Real estate firm scoops up San Jose site where village was proposed

Real estate investors with ties to the Bay Area and Chicago have bought a big north San Jose site where a developer had once proposed a mixed-use neighborhood next to a busy light rail line.

The investors paid $28.9 million for a building and parking lot at 3011 N. First St. in San Jose, according to documents that were filed on June 4 with the Santa Clara County Recorder’s Office.

The buyer was an affiliate headed up by two real estate investment and development firms, according to county and state public records: Chicago-based Blue Vista Capital Management and San Francisco-based Cannae Partners.

Palo Alto-based Sand Hill Property Co. was the seller, the county records show. In 2015, Sand Hill affiliate SHP-CUTE paid $31 million for the 9.3-acre property.

In 2018, Sand Hill Property floated very preliminary plans for the development on the site of a huge mixed-use village of offices, homes and retail spaces.

City records didn’t disclose how far the proposal has proceeded through the San Jose planning process.

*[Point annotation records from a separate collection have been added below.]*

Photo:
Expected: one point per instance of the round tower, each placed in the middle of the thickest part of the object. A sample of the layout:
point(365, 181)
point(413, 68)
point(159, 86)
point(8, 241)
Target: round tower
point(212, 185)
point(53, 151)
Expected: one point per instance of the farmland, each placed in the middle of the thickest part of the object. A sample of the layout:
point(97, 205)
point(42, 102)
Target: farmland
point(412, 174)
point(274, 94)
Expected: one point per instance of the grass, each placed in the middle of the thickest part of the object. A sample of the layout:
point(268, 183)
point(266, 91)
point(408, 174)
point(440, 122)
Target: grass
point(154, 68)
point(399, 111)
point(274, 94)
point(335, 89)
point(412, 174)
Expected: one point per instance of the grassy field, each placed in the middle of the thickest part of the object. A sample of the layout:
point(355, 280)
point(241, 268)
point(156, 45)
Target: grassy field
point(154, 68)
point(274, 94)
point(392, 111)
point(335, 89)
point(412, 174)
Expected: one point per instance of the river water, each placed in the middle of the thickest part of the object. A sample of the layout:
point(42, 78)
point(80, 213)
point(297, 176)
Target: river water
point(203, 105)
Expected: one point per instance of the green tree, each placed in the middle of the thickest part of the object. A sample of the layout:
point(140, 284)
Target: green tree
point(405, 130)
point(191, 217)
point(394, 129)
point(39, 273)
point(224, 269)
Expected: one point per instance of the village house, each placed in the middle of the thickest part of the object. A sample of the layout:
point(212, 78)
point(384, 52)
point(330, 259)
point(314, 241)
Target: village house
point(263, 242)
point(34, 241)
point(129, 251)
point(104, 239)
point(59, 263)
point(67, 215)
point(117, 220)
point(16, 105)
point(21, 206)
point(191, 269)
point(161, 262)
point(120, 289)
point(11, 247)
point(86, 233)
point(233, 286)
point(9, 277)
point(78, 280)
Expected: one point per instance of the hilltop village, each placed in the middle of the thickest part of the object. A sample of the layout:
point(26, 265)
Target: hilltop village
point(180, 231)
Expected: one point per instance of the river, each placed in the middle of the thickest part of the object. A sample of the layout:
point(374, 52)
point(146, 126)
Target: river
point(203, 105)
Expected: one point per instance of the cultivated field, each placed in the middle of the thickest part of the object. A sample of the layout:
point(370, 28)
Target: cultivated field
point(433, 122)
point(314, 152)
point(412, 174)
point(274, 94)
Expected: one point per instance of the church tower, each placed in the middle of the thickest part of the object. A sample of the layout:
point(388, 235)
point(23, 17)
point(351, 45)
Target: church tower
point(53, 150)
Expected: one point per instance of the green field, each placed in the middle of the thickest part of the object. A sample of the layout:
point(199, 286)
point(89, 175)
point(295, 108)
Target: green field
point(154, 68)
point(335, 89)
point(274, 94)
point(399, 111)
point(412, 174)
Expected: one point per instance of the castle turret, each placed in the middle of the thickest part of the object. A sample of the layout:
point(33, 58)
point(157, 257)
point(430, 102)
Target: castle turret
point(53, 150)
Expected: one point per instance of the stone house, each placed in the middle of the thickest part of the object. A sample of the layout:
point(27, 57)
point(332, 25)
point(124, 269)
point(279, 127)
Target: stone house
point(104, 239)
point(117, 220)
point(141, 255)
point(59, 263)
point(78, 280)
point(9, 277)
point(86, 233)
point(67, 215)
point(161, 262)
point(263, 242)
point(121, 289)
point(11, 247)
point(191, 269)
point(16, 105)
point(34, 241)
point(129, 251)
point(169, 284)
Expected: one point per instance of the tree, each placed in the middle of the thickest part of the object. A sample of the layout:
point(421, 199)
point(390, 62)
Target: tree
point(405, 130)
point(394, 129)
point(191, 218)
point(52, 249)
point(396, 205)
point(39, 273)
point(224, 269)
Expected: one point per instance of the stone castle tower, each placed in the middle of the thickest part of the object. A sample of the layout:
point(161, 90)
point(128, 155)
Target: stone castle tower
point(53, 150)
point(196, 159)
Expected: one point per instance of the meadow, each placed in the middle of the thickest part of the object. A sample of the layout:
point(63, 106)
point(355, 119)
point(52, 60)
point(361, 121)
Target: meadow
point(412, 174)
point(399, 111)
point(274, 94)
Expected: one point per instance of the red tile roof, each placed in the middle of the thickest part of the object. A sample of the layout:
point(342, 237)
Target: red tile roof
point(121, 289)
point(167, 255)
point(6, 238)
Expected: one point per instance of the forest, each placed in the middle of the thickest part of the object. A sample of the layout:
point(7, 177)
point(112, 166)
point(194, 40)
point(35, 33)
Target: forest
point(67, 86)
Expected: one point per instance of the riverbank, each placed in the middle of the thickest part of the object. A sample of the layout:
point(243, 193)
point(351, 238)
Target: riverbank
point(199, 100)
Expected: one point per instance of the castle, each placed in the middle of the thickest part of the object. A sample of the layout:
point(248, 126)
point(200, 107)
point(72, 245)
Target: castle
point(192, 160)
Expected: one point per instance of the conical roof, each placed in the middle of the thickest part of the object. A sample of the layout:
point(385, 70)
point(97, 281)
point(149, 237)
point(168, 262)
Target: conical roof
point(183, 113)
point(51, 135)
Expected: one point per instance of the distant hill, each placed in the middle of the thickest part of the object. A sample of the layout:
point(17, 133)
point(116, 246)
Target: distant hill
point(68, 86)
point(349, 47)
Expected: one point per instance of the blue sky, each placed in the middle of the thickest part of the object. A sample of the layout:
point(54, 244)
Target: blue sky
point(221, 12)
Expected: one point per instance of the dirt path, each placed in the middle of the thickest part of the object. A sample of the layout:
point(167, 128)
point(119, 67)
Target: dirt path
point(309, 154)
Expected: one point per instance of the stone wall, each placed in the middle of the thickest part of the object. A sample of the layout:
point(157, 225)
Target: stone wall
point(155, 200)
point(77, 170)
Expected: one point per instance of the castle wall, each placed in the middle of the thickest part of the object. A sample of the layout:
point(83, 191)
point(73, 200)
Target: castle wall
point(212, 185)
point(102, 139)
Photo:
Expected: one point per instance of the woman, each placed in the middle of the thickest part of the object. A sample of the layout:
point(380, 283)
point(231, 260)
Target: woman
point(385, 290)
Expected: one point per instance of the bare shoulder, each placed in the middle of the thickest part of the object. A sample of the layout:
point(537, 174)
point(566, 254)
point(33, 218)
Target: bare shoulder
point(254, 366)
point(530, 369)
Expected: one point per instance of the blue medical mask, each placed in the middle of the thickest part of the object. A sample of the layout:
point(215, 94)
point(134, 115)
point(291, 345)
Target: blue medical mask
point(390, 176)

Sand Hill Property had requested a preliminary city review of a proposal for 505,000 square feet of offices, 800 residential units and 13,000 square feet of retail.

It’s possible that the recently completed property purchase was undertaken on behalf of major buyers that invest in real estate worldwide.

Blue Vista Capital often partners on investments with big players such as “pension funds, endowments, foundations, insurance companies, wealth managers and corporations,” according to the Blue Vista website.

Cannae prefers to focus on properties in the Bay Area.

What wasn’t immediately clear was whether some sort of redevelopment of the site would be pursued by the new owners.

The location is certainly a choice spot in San Jose since it’s at the corner of North First Street and Orchard Parkway and is next to the Orchard Station that is part of one of the business stretches of the region’s light rail system.

At present, Intermolecular, an electronics manufacturing company, leases a 146,200-square-foot office and research building on the property.

Intermolecular’s lease has several years left to run, so the property could be an ongoing producer of rental income for the new owners.

As part of the just-completed property purchase, the buyers agreed to assume a $21 million mortgage that had been previously for the property, according to the public documents.